Tuesday September 19, 2017

Highlights from the Leisure Reading Collection: ‘Saga: Book One’

By Jillian Sandy

Multiple literary genres mingle with romance, rockets, a sardonic cat and intergalactic war in Brian K. Vaughan and Fiona Staples’ popular comic series.

I love a good sci-fi story, but more than that, I love a story that refuses to fit tidily into the confines of genre (though I’m not sure our catalogers are with me on this one). In Saga: Book One (Image Comics, 2014), Brian K. Vaughan and Fiona Staples meld themes of war, bigotry, family, romance and the search for home with all of the lasers, robots and eight-eyed aliens you’d expect from a sci-fi adventure.

Saga works because it’s incredibly fun to read and visually stunning, and all of its pieces work together in service of its message. Our narrator is Hazel, the child of aliens Alana and Marko, whose loyalties fall on opposite sides of a violent intergalactic war with no end in sight. Many parties with ulterior motives for the conflict’s continuation are determined to track down and destroy the family that serves as evidence that the two sides can live together peacefully.

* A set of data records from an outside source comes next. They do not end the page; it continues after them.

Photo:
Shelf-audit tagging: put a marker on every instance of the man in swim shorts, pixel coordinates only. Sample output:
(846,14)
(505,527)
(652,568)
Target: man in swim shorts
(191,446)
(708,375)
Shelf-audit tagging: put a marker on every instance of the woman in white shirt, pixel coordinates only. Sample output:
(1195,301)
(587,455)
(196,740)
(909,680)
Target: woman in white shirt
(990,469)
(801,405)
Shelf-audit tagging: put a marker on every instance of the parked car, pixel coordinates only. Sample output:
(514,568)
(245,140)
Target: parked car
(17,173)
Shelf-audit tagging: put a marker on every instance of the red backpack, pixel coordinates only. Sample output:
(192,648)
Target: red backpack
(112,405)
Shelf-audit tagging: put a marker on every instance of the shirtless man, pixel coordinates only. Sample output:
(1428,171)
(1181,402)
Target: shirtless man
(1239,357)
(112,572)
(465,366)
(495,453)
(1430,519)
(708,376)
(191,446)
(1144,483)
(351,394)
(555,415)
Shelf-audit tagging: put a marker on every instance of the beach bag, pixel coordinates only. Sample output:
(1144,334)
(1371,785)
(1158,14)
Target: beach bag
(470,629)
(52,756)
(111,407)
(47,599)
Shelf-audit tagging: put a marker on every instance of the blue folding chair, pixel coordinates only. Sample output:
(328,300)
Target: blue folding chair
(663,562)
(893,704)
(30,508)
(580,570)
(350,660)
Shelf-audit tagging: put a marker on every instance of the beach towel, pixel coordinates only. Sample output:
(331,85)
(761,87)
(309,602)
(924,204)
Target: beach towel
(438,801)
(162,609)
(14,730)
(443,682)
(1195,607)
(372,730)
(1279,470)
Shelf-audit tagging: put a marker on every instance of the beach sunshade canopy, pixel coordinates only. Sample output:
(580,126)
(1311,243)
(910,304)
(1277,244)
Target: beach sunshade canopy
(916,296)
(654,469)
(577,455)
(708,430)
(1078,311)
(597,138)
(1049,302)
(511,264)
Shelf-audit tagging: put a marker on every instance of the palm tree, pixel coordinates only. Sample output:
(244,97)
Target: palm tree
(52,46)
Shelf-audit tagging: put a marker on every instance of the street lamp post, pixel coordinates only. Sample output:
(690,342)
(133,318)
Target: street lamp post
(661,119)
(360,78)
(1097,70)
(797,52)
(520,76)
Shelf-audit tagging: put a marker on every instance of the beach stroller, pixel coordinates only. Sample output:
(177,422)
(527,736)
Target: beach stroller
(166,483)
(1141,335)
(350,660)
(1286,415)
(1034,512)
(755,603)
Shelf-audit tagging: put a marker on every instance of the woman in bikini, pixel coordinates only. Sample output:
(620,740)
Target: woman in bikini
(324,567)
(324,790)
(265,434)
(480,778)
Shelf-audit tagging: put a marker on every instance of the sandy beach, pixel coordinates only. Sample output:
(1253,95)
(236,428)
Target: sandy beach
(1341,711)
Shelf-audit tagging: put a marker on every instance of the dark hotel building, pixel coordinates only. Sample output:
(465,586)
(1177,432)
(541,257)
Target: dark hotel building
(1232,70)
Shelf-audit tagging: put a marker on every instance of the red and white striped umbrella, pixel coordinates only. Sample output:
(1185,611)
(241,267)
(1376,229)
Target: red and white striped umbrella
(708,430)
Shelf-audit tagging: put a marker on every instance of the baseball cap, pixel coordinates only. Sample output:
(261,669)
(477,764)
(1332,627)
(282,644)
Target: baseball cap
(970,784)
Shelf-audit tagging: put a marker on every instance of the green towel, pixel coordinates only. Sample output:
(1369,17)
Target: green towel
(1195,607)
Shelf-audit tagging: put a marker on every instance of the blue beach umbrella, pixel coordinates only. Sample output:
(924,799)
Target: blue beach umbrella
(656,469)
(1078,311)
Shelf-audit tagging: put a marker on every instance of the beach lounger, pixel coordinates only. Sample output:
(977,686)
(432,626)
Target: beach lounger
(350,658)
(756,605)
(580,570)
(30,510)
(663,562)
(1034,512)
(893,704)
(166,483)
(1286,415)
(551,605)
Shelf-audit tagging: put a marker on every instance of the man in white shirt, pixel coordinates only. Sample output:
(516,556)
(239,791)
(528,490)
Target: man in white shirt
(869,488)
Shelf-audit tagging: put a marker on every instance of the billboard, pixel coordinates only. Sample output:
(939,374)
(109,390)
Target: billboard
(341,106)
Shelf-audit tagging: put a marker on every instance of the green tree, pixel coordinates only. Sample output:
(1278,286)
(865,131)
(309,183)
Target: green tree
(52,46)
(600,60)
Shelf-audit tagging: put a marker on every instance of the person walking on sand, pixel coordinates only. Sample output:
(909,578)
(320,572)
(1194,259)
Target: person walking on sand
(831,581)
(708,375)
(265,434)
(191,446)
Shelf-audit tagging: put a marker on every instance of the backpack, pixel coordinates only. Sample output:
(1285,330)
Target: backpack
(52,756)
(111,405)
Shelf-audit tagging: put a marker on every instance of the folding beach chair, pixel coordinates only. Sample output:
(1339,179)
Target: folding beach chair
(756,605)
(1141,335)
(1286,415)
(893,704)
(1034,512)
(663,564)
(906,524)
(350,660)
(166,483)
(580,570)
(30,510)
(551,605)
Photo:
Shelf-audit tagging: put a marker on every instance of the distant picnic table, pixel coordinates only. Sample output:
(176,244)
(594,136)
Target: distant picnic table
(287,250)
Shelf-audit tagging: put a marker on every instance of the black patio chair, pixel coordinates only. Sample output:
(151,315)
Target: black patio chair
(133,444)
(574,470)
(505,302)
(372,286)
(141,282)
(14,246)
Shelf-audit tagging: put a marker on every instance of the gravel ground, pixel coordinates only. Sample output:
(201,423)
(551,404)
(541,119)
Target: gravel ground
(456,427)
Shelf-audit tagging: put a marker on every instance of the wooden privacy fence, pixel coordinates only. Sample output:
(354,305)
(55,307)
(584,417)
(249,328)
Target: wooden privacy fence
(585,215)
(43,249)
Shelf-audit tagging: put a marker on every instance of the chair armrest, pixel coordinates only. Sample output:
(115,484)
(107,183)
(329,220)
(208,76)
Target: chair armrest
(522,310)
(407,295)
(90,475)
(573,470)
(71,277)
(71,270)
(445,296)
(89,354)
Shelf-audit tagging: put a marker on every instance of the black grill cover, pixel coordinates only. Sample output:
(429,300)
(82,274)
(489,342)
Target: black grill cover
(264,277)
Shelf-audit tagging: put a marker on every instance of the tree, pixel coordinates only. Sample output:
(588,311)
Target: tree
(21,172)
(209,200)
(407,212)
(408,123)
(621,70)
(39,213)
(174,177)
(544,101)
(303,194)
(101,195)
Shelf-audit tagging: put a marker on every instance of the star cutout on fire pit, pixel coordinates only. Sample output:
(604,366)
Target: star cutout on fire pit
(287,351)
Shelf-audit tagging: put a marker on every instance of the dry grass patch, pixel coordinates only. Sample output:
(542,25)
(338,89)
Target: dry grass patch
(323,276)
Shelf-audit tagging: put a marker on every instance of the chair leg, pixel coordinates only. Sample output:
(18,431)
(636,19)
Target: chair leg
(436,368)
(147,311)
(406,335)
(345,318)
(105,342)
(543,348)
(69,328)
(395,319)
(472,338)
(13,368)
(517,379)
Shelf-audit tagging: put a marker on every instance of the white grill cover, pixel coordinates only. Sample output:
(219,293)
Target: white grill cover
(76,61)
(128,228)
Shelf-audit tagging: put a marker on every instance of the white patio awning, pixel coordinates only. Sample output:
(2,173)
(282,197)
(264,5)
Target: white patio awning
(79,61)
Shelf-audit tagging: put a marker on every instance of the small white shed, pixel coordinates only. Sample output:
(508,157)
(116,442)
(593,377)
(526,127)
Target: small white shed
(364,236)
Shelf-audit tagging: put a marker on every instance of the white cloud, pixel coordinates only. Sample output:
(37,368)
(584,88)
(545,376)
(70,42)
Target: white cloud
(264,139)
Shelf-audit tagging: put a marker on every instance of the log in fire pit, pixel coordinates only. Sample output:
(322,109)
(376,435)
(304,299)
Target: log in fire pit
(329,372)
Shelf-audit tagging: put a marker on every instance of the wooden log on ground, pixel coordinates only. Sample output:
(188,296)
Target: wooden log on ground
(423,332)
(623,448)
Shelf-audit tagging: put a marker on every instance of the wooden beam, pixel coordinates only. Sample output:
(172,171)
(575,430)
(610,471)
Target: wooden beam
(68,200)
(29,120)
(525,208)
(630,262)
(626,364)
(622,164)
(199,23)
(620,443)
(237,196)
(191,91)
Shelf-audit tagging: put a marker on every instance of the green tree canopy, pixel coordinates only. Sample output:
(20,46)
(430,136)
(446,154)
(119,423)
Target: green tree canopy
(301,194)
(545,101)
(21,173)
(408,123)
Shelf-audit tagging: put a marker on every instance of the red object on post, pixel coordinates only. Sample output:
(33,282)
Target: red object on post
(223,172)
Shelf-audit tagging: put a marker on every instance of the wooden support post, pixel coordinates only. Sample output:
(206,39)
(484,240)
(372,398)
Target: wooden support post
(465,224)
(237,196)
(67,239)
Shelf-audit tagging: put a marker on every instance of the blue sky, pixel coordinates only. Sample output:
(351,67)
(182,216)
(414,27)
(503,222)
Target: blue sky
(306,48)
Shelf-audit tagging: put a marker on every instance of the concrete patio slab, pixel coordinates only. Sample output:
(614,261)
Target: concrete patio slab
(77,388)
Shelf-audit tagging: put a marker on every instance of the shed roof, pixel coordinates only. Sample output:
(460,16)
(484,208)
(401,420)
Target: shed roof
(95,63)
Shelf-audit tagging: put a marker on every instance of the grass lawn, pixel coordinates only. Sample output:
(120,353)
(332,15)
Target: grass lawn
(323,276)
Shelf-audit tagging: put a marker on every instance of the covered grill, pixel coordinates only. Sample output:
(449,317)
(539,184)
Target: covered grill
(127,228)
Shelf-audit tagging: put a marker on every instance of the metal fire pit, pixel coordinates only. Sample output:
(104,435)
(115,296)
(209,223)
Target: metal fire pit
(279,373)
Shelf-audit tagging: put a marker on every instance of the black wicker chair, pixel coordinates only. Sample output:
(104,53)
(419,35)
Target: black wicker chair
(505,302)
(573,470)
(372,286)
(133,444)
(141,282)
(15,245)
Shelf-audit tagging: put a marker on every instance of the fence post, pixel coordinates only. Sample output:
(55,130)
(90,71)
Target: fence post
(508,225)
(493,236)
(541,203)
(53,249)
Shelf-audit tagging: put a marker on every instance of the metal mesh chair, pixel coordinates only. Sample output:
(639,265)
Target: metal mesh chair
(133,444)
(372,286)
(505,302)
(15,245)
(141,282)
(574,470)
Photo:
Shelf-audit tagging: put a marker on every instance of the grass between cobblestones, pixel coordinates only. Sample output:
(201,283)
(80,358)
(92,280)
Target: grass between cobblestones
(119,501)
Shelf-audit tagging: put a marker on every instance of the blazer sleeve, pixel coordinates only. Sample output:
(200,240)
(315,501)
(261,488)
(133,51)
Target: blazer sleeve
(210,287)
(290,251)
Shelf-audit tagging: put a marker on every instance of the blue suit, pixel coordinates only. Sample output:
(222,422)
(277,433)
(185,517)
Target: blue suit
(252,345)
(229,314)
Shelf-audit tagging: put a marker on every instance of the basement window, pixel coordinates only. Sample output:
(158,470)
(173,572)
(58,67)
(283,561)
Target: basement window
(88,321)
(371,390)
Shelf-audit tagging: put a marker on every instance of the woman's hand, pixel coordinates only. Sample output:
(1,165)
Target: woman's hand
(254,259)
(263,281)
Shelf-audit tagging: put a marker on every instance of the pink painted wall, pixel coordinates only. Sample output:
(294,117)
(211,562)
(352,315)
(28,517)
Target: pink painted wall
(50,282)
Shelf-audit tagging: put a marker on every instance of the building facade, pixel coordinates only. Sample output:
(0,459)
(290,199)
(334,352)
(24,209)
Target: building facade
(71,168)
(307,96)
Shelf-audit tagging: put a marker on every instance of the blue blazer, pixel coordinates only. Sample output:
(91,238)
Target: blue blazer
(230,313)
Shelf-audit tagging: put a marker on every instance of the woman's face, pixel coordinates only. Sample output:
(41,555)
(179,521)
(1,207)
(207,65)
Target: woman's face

In addition to following our main protagonists through space, we meet some surprisingly sympathetic characters whose mission stands at odds with the very existence of our favorite family of aliens. Among these characters:

Other characters include the royals of the Robot Kingdom and the members of Marko’s own family, all scouring the universe for our main trio.

Saga takes many cues from Star Trek, blending humor, alien terrain and action sequences to bring characters together of different cultures, gender identities and beliefs in order to survive and thrive (sadly, with a distinct lack of tribbles). You don’t have to be a sci-fi fan to enjoy this story, though you may be out of luck if lasers and magical tree rockets aren’t your thing.

If you breeze through Book One in a day, don’t worry; we have Book Two (Image Comics, 2017) in the Roesch Library Leisure Reading Collection, too.